CAMPANIA SPORTS AND SOCIAL CLUB

Thursday 04 June, 2015

Mr TARZIA (Hartley) (12:43): I move:

That this house—

(a) recognises that 2015 is the 40th anniversary of the Campania Sports and Social Club;

(b) acknowledges the wonderful work that this club has done over the years in the promotion of Italian culture, food, language and support of Italian Australians and the broader community; and

(c) pays tribute to the activities of this club, and others like it, which enrich the life of our state as a whole and contribute to a better and more diverse South Australia.

Mr TARZIA (Hartley) (12:43): I move:

That this house—

(a) recognises that 2015 is the 40th anniversary of the Campania Sports and Social Club;

(b) acknowledges the wonderful work that this club has done over the years in the promotion of Italian culture, food, language and support of Italian Australians and the broader community; and

(c) pays tribute to the activities of this club, and others like it, which enrich the life of our state as a whole and contribute to a better and more diverse South Australia.

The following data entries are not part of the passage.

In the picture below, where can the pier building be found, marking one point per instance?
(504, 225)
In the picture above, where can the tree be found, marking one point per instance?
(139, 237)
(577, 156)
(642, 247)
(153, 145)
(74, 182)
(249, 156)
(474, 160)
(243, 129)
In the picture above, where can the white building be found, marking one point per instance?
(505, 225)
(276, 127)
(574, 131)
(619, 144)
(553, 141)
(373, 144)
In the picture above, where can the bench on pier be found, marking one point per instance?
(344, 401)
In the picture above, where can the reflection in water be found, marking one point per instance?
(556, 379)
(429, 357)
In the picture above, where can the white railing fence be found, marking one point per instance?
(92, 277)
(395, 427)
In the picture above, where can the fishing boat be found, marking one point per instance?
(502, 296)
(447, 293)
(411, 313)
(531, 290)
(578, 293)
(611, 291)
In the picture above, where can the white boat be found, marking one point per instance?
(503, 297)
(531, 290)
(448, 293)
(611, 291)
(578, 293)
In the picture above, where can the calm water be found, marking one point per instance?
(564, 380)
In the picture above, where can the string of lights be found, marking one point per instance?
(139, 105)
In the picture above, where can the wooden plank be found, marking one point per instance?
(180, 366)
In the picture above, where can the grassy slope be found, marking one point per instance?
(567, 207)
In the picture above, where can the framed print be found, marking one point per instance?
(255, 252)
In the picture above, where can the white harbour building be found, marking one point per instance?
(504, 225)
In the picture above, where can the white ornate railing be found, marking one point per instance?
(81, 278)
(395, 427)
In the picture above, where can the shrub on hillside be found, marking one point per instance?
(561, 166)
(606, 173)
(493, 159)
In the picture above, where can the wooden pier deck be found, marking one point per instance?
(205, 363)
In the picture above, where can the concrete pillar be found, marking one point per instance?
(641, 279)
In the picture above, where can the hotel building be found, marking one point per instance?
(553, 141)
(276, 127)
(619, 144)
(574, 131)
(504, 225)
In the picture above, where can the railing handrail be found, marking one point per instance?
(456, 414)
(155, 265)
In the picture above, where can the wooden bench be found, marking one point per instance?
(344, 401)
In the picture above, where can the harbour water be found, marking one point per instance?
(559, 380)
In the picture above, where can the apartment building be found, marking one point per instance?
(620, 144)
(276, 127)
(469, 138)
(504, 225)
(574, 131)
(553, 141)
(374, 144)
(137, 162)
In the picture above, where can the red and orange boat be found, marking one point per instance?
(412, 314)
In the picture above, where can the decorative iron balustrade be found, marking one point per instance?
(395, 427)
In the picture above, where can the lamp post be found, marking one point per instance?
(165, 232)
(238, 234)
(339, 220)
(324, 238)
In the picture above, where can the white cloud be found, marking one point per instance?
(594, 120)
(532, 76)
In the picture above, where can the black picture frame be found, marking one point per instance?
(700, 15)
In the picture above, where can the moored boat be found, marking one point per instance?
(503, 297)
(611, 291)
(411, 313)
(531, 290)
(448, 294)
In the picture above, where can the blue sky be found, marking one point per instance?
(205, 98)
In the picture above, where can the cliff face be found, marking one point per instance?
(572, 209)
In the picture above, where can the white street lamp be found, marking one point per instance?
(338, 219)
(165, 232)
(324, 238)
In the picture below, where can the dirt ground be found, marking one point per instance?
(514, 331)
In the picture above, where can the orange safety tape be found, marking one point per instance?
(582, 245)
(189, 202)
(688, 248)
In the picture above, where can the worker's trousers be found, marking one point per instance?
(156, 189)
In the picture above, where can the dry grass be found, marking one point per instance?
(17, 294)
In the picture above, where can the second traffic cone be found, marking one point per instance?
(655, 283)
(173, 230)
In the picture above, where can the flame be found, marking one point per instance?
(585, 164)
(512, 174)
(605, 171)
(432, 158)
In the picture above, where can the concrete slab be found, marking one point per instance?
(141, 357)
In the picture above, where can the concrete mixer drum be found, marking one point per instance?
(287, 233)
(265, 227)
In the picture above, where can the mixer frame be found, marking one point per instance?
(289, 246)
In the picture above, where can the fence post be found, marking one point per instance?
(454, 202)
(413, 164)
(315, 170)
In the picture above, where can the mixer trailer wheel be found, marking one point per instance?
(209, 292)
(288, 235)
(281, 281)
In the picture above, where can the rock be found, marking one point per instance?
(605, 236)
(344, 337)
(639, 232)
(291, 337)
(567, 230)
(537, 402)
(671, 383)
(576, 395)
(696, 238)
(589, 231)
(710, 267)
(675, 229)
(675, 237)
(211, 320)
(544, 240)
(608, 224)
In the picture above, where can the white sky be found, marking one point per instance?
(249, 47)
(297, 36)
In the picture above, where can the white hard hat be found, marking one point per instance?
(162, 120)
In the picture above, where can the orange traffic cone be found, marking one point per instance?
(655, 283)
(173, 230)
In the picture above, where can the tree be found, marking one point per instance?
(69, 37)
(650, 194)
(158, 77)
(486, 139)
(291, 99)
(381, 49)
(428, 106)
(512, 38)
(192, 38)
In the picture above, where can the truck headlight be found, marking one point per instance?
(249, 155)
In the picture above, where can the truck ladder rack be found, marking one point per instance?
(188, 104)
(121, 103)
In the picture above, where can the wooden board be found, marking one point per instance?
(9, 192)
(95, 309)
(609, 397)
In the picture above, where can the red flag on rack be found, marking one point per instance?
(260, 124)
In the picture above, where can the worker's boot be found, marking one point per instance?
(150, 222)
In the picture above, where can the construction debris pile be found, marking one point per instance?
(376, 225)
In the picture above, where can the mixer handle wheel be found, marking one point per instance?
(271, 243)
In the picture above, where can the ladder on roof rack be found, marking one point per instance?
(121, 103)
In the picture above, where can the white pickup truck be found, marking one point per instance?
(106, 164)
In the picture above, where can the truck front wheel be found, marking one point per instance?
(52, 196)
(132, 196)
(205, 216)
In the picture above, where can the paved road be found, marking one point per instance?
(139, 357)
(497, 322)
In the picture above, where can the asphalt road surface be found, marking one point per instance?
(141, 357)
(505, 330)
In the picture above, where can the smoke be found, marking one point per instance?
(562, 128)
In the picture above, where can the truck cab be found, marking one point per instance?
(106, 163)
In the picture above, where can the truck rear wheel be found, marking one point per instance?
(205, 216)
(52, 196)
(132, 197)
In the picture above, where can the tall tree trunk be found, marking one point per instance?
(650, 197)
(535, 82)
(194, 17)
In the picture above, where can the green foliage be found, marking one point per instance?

This year marks the 40th anniversary of the Campania Sports and Social Club. On Saturday 20 June, I and many members in this place will have the pleasure and honour to attend a fun day at the Campania club to celebrate its 40th birthday. We will assemble at the Benevento hall and be welcomed by Cavaliere John DiFede and Steve Maglieri, who is president of the 40th anniversary committee. We will hear from a number of dignitaries, especially the president of the Campania club, Roberto Corsini. I want to thank Roberto for the wonderful work that both he and the committee have done not only this year but also in the years before, especially the original founders of the committee.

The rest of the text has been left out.